Gelir Paylaşımlı İnşaat Sözleşmelerinin Türleri
Uygulamada gelir paylaşımlı inşaat sözleşmelerinin üç önemli çeşidi vardır. Bunlar; basit anlamıyla (olağan) gelir paylaşımlı inşaat sözleşmeleri (GPİS), asgari gelir taahhüdü içeren gelir paylaşımlı inşaat sözleşmeleri ve ayni paylaşım koşulu içeren gelir paylaşımlı inşaat sözleşmeleridir.
1. Basit Anlamıyla (Olağan) Gelir Paylaşımlı İnşaat Sözleşmeleri
Basit anlamıyla gelir paylaşımlı inşaat sözleşmeleri, gelir paylaşımlı inşaat sözleşmelerinin en temel şeklini oluşturur. Olağan gelir paylaşımlı inşaat sözleşmelerinde yüklenici, arsa sahibi tarafından sağlanan arsada bağımsız bölümler meydana getirecek, bağımsız bölümlerin pazarlamasını ve satışını sağlayacak, satıştan elde edilen gelir de taraflar arasında kararlaştırılan şekilde ve oranda taraflar arasında paylaşılacaktır[1].
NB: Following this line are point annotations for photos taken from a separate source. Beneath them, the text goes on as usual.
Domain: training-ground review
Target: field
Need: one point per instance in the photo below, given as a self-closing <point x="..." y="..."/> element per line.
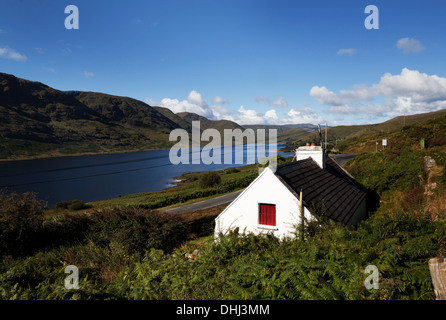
<point x="125" y="250"/>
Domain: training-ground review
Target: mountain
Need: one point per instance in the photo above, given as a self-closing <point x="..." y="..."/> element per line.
<point x="39" y="121"/>
<point x="355" y="138"/>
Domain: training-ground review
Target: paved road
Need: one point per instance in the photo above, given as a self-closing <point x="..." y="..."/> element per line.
<point x="205" y="204"/>
<point x="341" y="159"/>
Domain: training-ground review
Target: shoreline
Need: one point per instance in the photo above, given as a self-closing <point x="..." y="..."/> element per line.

2. Asgari Gelir Taahhüdü İçeren Gelir Paylaşımlı İnşaat Sözleşmeleri
Yüklenicinin asgari gelir taahhüdünde bulunması halinde söz konusu olan bir şeklidir. GPİS’de yüklenicinin arsa sahibine asgari gelir taahhüt etmesine ilişkin hüküm, uygulamada görülen GPİS’in hemen hemen büyük bir kısmında görülmektedir. Yüklenici, sözleşmenin başında, sözleşmenin kurulmasından sonraki belli bir tarihe kadar ya da sözleşmenin sonunda -bağımsız bölümlerin satışına bağlı olmaksızın- arsa sahibine asgari bedel ödemeyi taahhüt eder. Yani yüklenici, bağımsız bölümlerin satılması sonucu gelir elde edilse de edilmese de arsa sahibine asgari bir miktar ödemeyi taahhüt edebilir. Yüklenici, taahhüt ettiği asgari gelir üzerinden arsa sahibinin payını tamamlamak borcu altındadır[2].
Yüklenici bu taahhüttü ile kendi risk oranını artırıp, arsa sahibinin risk oranını azaltarak arsa sahibinin kendisiyle sözleşme kurmasını teşvik etmektedir[3].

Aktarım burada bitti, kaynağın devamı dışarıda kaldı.